Friday, July 2, 2010

Cleaning a 1911

It had been a while since I took the extractor and firing pin out of the 1911. When the books say to wear eye protection they ain't fooling! Wear goggles! It wasn't so much taking the firing pin out, as I pointed it away from my face and at cardboard. Ptop! But the struggle to depress the spring while sliding the little firing pin stop into place, that firing pin is pointed right at your face and your fingers are coated in gun cleaning solvent. Good job if you get it all back together without the pin going flying at least once. It flew 4 times for me.

And OH MY! That was a lot of carbon in there. And as fine as face powder. A q-tip did a good job dragging that filth out of there. I probably had the pin out for cleaning... maybe 1500 rounds ago? It was an impressive amount of filth. It felt good excavating it out of there.

Ok, here is a question. The lands and/or grooves nearest the breech are getting dirty and resistant to cleaning. I was waiting for this. Lot of patches, lots of brushing, lots of solvent... What gives? I wanted to check with the peanut gallery before I attacked it with a stronger chemical.

3 comments:

Arthur said...

Do you shoot cast rounds out of it? If so it might be lead buildup.

You might try taking it to someone with an electrochemical cleaner and see if it comes clean. If it doesn't it might be 'crazing' or bore erosion, but you'd have to shoot a $^&* ton of hot loads for that to happen in a 45 pistol.
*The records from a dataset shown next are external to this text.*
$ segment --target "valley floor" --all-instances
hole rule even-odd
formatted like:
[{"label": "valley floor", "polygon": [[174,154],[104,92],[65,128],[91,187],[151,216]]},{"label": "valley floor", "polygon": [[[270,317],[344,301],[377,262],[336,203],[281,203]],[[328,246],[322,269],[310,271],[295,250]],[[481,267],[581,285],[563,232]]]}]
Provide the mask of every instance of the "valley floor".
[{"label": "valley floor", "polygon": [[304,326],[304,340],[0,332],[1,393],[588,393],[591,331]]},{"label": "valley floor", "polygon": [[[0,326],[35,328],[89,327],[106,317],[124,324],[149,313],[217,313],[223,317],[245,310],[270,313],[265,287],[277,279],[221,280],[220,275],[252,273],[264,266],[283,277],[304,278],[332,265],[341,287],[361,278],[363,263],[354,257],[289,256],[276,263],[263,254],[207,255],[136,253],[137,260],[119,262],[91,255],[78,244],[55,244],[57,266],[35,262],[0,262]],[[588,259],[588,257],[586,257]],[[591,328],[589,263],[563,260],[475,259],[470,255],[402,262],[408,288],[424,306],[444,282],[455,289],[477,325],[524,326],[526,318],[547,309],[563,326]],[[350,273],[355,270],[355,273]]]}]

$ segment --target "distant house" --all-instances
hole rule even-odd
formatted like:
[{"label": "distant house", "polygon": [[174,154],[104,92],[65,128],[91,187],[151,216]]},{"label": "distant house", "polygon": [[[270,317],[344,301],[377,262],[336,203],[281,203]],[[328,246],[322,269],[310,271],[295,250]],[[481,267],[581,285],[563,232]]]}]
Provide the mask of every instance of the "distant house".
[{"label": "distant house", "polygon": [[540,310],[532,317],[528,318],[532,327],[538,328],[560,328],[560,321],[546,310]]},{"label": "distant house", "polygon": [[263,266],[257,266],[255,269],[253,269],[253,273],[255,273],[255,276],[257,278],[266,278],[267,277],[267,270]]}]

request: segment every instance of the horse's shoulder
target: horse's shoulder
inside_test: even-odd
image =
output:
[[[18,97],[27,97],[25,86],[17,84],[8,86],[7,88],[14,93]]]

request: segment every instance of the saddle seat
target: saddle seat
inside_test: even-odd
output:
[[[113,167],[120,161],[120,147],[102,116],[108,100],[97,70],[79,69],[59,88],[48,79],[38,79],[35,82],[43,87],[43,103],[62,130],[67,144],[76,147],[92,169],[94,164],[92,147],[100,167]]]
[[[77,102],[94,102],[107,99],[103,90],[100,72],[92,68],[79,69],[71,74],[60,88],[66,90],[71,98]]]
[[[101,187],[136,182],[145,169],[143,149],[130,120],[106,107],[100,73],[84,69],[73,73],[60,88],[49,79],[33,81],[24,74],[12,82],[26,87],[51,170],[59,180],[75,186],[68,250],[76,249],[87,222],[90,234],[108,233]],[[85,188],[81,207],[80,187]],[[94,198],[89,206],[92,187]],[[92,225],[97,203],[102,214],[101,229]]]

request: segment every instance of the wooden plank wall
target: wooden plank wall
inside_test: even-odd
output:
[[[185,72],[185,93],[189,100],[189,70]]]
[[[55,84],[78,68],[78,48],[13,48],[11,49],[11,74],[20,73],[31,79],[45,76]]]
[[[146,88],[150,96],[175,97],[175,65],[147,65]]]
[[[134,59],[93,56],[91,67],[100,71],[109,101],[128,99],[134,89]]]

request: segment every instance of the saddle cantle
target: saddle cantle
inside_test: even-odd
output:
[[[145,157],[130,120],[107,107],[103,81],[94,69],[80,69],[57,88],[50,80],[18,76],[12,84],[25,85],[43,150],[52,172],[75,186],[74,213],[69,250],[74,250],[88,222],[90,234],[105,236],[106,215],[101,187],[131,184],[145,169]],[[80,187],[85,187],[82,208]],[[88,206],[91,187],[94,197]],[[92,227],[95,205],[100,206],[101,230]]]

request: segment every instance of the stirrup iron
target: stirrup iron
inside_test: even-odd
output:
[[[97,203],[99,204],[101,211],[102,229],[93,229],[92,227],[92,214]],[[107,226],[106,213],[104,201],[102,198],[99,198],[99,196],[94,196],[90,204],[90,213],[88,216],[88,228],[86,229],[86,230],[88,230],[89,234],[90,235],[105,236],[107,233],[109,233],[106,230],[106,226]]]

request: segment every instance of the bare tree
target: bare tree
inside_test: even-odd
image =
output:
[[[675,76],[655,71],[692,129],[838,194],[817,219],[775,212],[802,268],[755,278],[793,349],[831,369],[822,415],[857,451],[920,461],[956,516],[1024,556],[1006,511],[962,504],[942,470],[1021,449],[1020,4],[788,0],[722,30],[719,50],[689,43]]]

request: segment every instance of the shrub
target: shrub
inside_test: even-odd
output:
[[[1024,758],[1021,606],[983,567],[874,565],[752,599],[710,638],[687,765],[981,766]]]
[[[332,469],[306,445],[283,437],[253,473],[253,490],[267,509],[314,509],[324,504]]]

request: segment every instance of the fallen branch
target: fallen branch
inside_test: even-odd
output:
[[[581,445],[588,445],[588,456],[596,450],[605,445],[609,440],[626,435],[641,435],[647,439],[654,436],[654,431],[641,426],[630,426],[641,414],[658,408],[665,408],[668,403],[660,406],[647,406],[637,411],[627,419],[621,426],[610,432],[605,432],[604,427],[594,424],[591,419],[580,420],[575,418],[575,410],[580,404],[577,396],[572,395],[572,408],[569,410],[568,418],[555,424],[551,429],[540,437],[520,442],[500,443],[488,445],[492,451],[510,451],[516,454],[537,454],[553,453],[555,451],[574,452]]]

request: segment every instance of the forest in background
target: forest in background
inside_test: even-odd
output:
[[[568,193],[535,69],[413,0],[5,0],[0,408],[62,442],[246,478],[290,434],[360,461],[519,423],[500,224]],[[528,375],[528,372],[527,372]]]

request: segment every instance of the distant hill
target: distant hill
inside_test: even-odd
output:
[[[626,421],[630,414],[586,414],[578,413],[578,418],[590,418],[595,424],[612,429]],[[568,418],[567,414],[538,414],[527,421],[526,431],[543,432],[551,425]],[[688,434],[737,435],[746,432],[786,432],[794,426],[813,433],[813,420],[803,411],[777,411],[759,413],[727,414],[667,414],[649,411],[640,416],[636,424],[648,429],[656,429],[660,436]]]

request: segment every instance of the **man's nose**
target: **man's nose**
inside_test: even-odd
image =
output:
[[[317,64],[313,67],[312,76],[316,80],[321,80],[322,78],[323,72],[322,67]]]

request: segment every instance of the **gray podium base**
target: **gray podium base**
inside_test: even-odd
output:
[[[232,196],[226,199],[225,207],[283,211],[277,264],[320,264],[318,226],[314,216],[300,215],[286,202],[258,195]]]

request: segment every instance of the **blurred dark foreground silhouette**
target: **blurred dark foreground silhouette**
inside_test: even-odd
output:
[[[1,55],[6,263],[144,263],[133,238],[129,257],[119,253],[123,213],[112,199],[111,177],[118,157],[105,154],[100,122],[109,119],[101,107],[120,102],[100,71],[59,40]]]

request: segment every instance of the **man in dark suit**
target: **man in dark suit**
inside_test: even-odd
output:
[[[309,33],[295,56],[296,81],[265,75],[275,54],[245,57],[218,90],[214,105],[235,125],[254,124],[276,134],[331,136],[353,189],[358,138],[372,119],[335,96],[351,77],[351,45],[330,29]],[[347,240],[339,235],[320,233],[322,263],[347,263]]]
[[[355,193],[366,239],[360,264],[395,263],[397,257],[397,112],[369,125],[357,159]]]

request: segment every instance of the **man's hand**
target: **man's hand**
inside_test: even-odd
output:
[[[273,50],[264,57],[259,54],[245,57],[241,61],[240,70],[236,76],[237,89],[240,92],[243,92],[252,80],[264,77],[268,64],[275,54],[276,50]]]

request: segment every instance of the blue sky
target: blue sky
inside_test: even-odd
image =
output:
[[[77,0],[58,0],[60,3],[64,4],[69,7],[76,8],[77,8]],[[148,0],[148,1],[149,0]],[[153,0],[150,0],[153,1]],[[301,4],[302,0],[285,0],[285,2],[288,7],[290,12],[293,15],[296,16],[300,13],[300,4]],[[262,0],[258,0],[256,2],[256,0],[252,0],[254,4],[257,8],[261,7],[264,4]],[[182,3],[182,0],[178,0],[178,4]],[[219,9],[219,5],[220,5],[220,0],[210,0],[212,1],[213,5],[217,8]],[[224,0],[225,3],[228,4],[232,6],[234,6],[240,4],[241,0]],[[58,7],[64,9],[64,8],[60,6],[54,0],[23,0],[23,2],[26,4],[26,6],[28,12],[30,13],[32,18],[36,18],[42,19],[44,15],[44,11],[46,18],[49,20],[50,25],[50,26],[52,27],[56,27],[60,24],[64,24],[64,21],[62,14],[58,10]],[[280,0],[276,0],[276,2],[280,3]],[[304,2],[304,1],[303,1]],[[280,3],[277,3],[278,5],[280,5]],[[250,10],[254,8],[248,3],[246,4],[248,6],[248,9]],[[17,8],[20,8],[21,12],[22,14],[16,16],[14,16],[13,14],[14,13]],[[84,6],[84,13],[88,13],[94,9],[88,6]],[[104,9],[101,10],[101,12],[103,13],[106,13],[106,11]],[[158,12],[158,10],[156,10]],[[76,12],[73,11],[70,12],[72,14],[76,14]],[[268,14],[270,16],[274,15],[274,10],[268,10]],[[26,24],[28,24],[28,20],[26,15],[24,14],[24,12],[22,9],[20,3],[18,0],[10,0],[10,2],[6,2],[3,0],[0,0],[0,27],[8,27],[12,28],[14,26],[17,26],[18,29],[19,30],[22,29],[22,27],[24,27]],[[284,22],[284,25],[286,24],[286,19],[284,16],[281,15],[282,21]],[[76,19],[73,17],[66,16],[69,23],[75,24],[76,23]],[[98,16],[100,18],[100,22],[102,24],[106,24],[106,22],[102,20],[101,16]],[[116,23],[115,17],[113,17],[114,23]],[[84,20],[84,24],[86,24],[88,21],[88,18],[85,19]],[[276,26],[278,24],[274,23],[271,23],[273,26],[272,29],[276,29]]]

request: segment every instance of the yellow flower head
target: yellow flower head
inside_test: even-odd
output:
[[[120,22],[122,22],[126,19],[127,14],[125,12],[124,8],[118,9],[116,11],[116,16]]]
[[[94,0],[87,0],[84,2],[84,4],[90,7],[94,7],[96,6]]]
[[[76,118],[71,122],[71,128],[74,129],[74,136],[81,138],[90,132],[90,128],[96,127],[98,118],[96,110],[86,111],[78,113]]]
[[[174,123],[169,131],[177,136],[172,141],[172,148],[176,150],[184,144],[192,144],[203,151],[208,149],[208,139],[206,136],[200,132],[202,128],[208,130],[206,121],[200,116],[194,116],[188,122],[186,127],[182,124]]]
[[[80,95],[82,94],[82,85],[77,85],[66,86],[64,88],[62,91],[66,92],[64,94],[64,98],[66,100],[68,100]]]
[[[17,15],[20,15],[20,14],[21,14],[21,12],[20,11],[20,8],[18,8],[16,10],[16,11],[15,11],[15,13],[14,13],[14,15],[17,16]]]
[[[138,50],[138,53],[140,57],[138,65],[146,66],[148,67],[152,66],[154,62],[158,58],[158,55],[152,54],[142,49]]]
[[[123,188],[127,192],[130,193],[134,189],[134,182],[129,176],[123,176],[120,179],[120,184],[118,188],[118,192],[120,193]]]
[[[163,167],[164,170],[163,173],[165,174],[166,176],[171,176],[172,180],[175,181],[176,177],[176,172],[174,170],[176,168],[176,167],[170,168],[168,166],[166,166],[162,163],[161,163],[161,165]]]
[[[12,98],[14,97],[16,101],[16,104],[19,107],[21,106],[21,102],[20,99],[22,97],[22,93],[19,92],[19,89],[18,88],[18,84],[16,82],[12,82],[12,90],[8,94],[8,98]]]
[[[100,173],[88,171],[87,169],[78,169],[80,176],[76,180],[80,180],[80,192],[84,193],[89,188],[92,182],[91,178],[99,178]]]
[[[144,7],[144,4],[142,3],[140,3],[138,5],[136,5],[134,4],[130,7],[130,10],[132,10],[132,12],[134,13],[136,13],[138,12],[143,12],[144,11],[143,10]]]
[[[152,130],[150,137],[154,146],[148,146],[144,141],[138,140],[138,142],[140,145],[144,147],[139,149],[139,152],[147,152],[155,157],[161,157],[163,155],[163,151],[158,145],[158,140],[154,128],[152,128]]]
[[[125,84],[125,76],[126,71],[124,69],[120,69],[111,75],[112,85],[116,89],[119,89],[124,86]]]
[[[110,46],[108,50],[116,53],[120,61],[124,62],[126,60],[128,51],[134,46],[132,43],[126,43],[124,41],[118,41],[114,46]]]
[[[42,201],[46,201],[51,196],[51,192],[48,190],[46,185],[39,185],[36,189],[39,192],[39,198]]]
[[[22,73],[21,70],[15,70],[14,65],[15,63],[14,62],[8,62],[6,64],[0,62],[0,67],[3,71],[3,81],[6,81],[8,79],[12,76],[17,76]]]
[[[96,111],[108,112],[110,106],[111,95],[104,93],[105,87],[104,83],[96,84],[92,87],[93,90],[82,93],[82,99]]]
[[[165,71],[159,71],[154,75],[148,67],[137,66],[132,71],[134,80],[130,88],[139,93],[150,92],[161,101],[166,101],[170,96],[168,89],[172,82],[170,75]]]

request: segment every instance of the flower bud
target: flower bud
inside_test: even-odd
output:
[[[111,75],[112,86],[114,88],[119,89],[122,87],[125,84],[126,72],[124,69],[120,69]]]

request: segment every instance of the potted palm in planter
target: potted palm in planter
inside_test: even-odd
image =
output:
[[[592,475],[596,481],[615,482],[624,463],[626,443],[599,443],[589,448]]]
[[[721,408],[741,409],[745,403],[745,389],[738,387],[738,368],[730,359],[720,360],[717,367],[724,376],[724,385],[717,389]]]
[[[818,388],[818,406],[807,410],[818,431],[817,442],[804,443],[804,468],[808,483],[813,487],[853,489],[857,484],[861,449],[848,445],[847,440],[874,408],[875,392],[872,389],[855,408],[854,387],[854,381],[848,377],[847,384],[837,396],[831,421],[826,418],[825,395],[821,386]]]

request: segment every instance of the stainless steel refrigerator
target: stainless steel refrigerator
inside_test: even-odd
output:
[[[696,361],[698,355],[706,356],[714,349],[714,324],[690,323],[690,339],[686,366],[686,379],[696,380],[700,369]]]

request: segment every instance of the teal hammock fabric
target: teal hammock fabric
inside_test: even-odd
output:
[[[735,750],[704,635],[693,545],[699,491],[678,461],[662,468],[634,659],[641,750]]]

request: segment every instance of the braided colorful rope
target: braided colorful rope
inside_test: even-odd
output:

My bores have always come clean with a good brushing - and for lead buildup a little kroil - and a really tight jag.

Anonymous said...

If jacketed bullets, try "Sweets 7.62".
Works well on copper.
If fouling is heavy, several applications wil be needed.
Good luck.

Skul

Ritchie said...

http://www.frontiermetalcleaner.com/

Kind of like Brillo for gunnies. Wind it around an old brush. Works a treat, does it. Of course, hippies will use it to clean out their bongs.